Wpłaty z 1% dokonywane są z kont urzędów skarbowych i wszystko jest do sprawdzenia w przeciwieństwie do opłat wnoszonych za dystrybucję kart QSL.
Powód ma związek z poniższym pytaniem.

Jaką opłate ma wnieść klient CB QSL?
- wysyła rocznie 5000 szt kart
- po roku stwierdza, że od swoich korespondentów otrzymał tylko 10 potwierdzeń a spodziewał się
przynajmniej połowy.

Jest logicznym, że wysyłając swoje karty mam na względzie otrzymanie wzamian karty swojego korespondenta.
Zachodzi w jego głowie jedyne możliwe podejrzenie.
Ktoś z biura QSL PZK celowo zatrzymuje karty zamiast puścić je do obiegu.
I juz mamy temat do kolejnych podejrzeń, pomówień, tworzenia finansowej afery i polowania na czarownice albo czarowników.

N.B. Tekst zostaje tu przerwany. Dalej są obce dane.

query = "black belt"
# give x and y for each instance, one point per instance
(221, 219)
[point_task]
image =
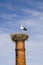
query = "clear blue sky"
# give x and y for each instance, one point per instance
(30, 14)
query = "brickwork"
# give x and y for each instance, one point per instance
(20, 48)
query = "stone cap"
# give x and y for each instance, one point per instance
(19, 37)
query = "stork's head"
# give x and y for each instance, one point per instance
(20, 24)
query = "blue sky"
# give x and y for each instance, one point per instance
(30, 14)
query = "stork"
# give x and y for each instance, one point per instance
(23, 28)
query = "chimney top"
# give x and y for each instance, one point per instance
(19, 37)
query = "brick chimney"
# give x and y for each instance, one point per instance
(20, 47)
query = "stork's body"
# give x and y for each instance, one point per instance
(23, 28)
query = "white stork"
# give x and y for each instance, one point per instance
(23, 28)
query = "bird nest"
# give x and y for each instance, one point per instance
(16, 37)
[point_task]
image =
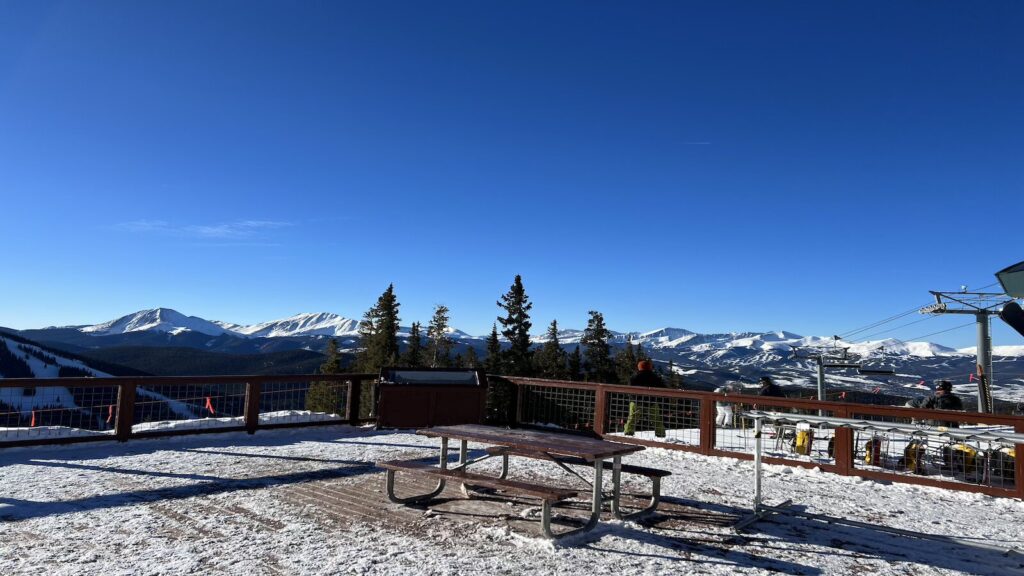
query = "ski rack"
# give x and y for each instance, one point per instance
(761, 510)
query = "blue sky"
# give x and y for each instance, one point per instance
(807, 166)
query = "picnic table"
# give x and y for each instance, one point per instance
(561, 449)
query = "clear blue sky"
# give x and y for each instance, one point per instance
(808, 166)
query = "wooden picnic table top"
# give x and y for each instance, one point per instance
(558, 444)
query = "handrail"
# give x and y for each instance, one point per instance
(844, 450)
(218, 379)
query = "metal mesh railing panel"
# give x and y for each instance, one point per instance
(43, 412)
(564, 408)
(904, 453)
(283, 403)
(162, 407)
(674, 420)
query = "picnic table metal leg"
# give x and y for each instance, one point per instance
(389, 480)
(616, 490)
(655, 493)
(597, 504)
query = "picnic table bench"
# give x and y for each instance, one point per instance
(562, 449)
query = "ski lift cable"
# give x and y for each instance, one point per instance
(896, 328)
(847, 334)
(941, 331)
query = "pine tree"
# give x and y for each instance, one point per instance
(626, 363)
(379, 333)
(325, 396)
(414, 354)
(576, 365)
(438, 342)
(675, 380)
(515, 327)
(597, 361)
(493, 364)
(551, 358)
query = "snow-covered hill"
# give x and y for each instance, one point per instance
(322, 324)
(701, 358)
(157, 320)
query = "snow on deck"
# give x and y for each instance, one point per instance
(310, 501)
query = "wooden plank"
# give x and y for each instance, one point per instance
(252, 406)
(628, 468)
(536, 441)
(126, 412)
(549, 493)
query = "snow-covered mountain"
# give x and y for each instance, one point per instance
(322, 324)
(156, 320)
(708, 358)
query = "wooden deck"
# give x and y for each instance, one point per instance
(365, 500)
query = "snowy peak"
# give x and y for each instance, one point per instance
(23, 360)
(157, 320)
(318, 324)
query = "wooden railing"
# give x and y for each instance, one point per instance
(60, 410)
(689, 417)
(37, 411)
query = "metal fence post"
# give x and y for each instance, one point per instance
(1019, 463)
(708, 433)
(126, 411)
(520, 392)
(253, 391)
(353, 400)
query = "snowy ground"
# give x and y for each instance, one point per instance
(274, 503)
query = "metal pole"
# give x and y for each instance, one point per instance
(984, 360)
(757, 465)
(821, 381)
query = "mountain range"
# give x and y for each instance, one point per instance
(708, 358)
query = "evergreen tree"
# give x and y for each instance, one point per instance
(379, 332)
(493, 364)
(470, 360)
(551, 358)
(675, 380)
(326, 396)
(438, 342)
(333, 363)
(597, 362)
(576, 365)
(626, 363)
(414, 354)
(515, 327)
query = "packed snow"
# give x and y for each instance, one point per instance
(235, 503)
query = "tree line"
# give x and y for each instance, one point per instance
(591, 360)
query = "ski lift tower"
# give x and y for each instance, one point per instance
(982, 305)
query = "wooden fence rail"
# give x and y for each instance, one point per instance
(844, 449)
(355, 412)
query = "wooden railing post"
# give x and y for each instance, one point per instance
(600, 410)
(708, 415)
(1019, 463)
(843, 449)
(126, 411)
(352, 403)
(253, 391)
(520, 392)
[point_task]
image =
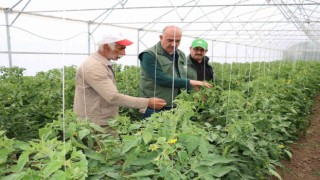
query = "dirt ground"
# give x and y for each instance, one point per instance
(305, 162)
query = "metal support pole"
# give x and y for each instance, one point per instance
(89, 49)
(7, 10)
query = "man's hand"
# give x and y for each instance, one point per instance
(156, 103)
(196, 84)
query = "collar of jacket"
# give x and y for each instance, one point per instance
(101, 59)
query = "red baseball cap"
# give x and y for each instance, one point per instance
(117, 38)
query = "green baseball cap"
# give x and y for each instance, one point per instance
(199, 43)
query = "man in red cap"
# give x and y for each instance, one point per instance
(96, 95)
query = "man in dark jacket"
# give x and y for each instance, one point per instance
(162, 74)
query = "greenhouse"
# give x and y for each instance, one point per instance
(265, 59)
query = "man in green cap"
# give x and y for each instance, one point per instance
(197, 62)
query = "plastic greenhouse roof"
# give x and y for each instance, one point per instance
(276, 24)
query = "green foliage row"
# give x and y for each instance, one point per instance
(240, 129)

W dalszym ciągu nie widzę konkretnych propozycji w wyliczeniem kosztów całego przedsięwzięcia.
Samo strzelanie z biodra i podawania jakiś wymyślonych kwot jest zwykłym biciem piany.
Jak napisałem wcześniej.
Niech ktoś w końcu opracuje realny kosztorys i metodykę wprowadzenia obsługi wymiany kart QSL przez PZK dla osób nie zrzeszonych w związku.
W każdym oddziale jest zarząd i jego przedstawiciel w ZG PZK i tam należy taki wniosek złożyć z prośbą o zajęcie się tym tematem przez ZG PZK.
Można także przesłać go do któregoś ze znanych sobie członków ZG PZK.
Zostanie on przedstawiony pod dyskusję ZG i zobaczymy co dalej.

Koledzy reformatorzy ds. obsługi QSL dla nie zrzeszonych - do roboty ale nie bijcie już piany
Jako członek ZG PZK czekam na formalny wniosek z załączoną metodyką i kosztorysem.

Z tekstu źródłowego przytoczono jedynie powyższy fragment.